Z Energy shares had fallen by more than 3 per cent in mid-afternoon trading to $6.39 in the wake of the report and the Prime Minister's comments.

Z chief executive Mike Bennetts said it did not believe its returns were unreasonable 'given the level of investment we make and the risks Z incurs across our operations'. 

The commission has set out proposals for how the wholesale market could be improved, which it believes could flow through to cheaper prices at the pumps.​

These centre on changes that would make it easier for independent petrol retailers to source fuel from oil terminal owners Z, BP, Mobil and minor-player Gull on better terms. 

Is a deal possible to stave off petrol regulation?

Either law changes or a negotiated deal with oil companies appear possible.

Bennetts said Z agreed with the commission that terminal arrangements 'required updating'.

'We look forward to working with the commission on a model that's fit for purpose today and tomorrow,' he said.

Ardern responded fiercely to the draft report's findings.  

'Now the Commerce Commission is going to finish its report.
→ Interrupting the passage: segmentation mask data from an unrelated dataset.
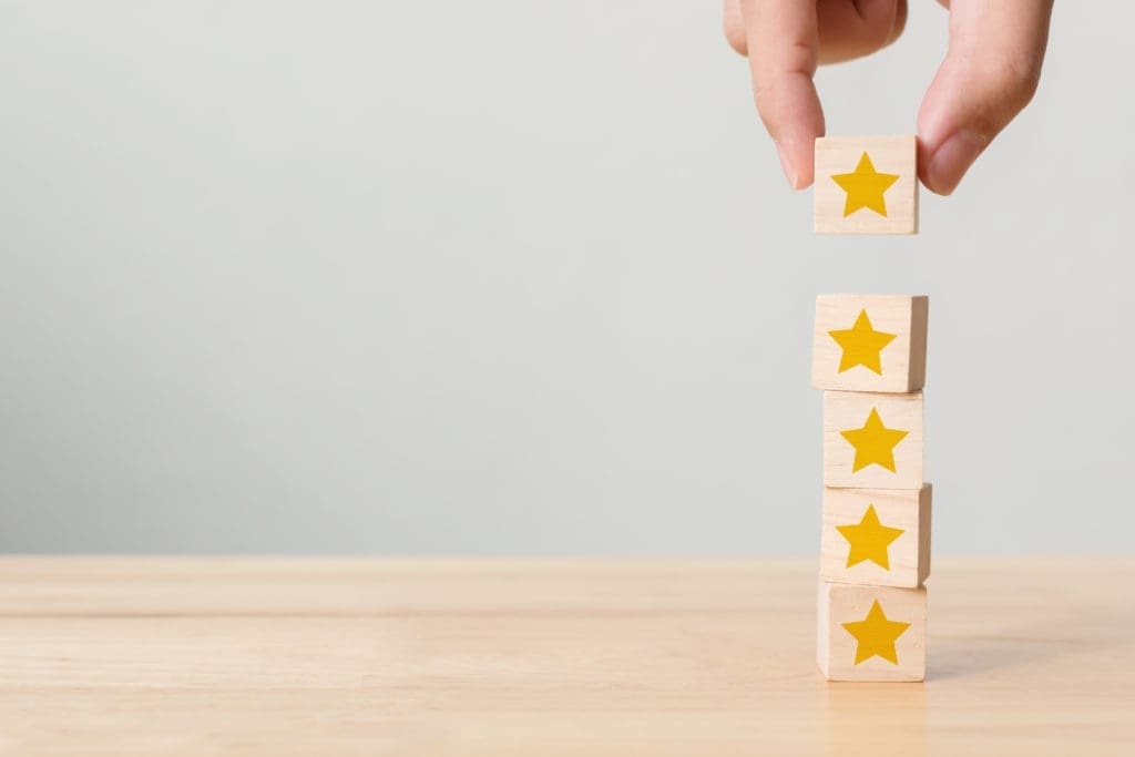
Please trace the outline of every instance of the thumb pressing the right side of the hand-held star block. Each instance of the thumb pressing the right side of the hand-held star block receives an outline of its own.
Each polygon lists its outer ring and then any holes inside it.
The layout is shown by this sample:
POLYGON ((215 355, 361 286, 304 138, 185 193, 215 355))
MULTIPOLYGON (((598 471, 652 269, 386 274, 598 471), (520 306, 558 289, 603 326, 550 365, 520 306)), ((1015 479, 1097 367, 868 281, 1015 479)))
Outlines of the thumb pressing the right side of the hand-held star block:
POLYGON ((952 0, 950 49, 918 113, 923 184, 950 194, 1036 91, 1052 0, 952 0))

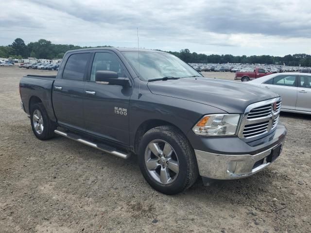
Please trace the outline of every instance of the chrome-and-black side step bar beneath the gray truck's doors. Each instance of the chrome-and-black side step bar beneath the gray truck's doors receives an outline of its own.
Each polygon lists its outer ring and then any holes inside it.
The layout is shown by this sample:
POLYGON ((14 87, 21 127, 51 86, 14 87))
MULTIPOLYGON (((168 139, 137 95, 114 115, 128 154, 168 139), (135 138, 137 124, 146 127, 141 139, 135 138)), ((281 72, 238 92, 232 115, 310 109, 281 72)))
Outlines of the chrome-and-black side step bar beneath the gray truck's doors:
POLYGON ((116 156, 118 156, 118 157, 120 157, 122 159, 127 159, 131 155, 130 153, 124 153, 124 152, 118 151, 115 148, 106 146, 104 144, 98 145, 98 144, 95 144, 93 142, 86 141, 85 139, 80 138, 80 136, 78 136, 78 135, 76 135, 74 133, 64 133, 64 132, 59 131, 59 130, 54 130, 54 133, 62 135, 62 136, 67 137, 69 139, 72 139, 74 141, 81 142, 81 143, 83 143, 83 144, 85 144, 87 146, 93 147, 95 149, 102 150, 102 151, 104 151, 106 153, 116 155, 116 156))

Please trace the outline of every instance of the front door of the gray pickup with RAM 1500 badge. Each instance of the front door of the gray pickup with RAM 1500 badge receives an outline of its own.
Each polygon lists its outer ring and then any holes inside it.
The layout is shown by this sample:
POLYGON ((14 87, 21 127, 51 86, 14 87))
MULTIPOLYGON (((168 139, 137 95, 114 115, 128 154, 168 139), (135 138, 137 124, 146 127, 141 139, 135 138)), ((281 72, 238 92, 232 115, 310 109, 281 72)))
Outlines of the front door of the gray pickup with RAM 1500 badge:
POLYGON ((86 132, 124 145, 129 144, 129 100, 132 87, 95 82, 98 70, 111 70, 129 78, 119 57, 112 51, 96 52, 85 84, 86 132))

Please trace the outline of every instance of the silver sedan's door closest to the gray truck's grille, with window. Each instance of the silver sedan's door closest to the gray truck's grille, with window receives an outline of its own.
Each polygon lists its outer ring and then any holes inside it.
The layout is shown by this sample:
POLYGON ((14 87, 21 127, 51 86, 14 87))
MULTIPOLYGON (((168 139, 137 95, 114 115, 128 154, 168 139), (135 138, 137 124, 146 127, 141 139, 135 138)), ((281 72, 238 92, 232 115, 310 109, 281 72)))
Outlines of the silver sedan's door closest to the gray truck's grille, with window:
POLYGON ((297 101, 296 75, 276 75, 260 86, 269 89, 282 97, 282 109, 294 110, 297 101))

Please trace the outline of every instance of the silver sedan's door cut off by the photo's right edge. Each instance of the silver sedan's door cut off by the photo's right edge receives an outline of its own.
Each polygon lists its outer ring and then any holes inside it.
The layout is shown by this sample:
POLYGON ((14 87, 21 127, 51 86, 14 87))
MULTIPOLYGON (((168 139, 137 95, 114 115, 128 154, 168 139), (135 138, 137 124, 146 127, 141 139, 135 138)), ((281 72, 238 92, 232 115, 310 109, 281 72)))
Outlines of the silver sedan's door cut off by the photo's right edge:
POLYGON ((299 75, 296 110, 311 112, 311 75, 299 75))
It is likely then they will give us a steer on what happens next, but I can tell New Zealanders we cannot stand by while they are facing that pressure at the pump and being fleeced.' 

The Government instructed the competition watchdog to look into the fuel market in December on the back of concerns that petrol prices had got less competitive and that large variations had emerged in the price of fuel around the country.

Taxes account for more than half the price we pay at the pump. (Video first published in May 2019)
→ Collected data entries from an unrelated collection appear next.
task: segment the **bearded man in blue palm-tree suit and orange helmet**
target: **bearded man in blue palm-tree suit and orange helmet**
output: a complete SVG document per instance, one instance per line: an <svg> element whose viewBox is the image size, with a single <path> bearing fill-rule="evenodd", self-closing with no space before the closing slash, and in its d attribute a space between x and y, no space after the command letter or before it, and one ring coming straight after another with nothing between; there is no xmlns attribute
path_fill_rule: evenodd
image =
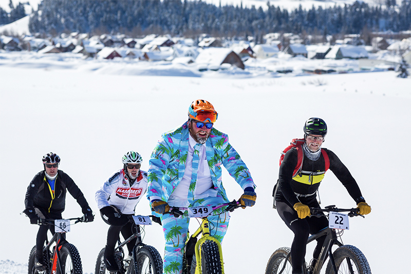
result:
<svg viewBox="0 0 411 274"><path fill-rule="evenodd" d="M214 128L217 111L205 100L189 107L189 119L180 127L162 135L155 147L148 169L147 198L161 217L165 238L164 273L178 266L182 271L184 249L190 219L175 218L170 206L215 206L229 202L221 181L221 165L244 189L242 206L253 206L256 194L250 171L228 142L228 135ZM226 234L229 214L209 216L210 233L221 242ZM178 229L178 231L176 231Z"/></svg>

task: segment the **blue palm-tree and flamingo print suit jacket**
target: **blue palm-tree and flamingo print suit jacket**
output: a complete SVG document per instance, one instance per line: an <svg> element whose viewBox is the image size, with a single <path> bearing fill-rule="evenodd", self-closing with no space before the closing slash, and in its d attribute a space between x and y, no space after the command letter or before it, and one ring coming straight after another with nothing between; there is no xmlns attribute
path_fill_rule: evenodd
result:
<svg viewBox="0 0 411 274"><path fill-rule="evenodd" d="M147 198L149 200L150 197L156 197L156 199L167 201L182 180L189 151L189 134L186 122L161 136L151 155L148 169ZM214 189L222 195L224 200L229 202L226 190L222 186L221 164L226 167L242 189L248 186L255 187L250 171L228 142L227 134L212 128L206 142L206 154Z"/></svg>

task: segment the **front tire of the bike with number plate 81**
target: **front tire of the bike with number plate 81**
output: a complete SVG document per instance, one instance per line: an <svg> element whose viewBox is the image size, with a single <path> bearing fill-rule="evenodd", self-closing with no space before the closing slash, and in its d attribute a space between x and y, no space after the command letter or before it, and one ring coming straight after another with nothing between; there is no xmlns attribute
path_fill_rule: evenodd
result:
<svg viewBox="0 0 411 274"><path fill-rule="evenodd" d="M137 270L137 271L136 271ZM129 274L162 274L163 260L156 248L145 245L137 250L136 262L130 262Z"/></svg>

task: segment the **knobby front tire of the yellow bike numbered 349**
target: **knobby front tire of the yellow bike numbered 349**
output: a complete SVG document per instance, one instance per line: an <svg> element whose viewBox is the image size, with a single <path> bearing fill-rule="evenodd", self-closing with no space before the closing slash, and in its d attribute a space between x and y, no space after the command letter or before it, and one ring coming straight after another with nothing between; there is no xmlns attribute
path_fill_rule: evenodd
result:
<svg viewBox="0 0 411 274"><path fill-rule="evenodd" d="M201 272L202 274L222 273L220 251L214 241L207 240L201 245Z"/></svg>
The commission is due to finalise recommendations from its 424-page draft report on December 5, after which it could be back to the Government to decide whether to take action.

Concerns about competition in the fuel market increased after 2016, when the commission approved the acquisition of Caltex NZ's business by Z Energy in a non-unanimous ruling that sent Z's share price sharply higher.

Rawlings said Z Energy, Mobil and BP controlled 90 per cent of the country's petrol and diesel supply giving them 'a significant advantage over any other potential rival importers, as their costs to deliver fuel are lower'.

'Not only have other fuel importers been unable to access the wholesale market, but the majors themselves have limited incentive to compete with each other during the terms of their supply contracts. As a result, competitive pressure does not appear to be driving down wholesale prices in New Zealand,' Rawlings said.

If the wholesale market could be made more competitive, the commission would expect prices at the pump to come down, she said. However, the commission has declined to guess by how much. 

The commission said it was considering 'two broad sets of options' to create a more competitive wholesale market for fuel.

Neither were quick fixes but might help to open up the market and improve competition over time, Rawlings said.

The options were to ensure 'greater contractual freedom' that made it easier for independent petrol sellers to switch between suppliers, and allowing independents to 'participate' in the majors' joint infrastructure, such as their terminals.

It was possible the commission in its final report might recommend forcing the oil majors to sell fuel to retailers at an advertised 'terminal gate price', associate commissioner John Small said.

Gull New Zealand general manager Dave Bodger said the latter measure would be simpler than other types of regulation the commission appeared to be considering and has previously said that Gull had been anticipating such a change to support its expansion in the South Island.  

Rawlings said the commission was also considering recommending changes to improve the 'transparency of premium petrol prices'.

These could include requiring petrol companies to advertise the price of 95 and 98 octane fuel on their roadside signs, alongside the price of 91, or getting a voluntary agreement from them to do that.

AA adviser Mark Stockdale said the AA had asked the commission to look into a growing price premium for higher-octane fuels and was pleased to see that featured in the report.

But Gull NZ general manager Dave Bodger said he had been surprised by the weight the commission had placed on the extra premium and its suggestion for an education campaign on different types of fuel. 

'I don't think we have got a campaign that says barista coffee is more expensive than instant.' 

Small said the level of taxes on fuel was 'not a competition' issue, so not an issue for the commission.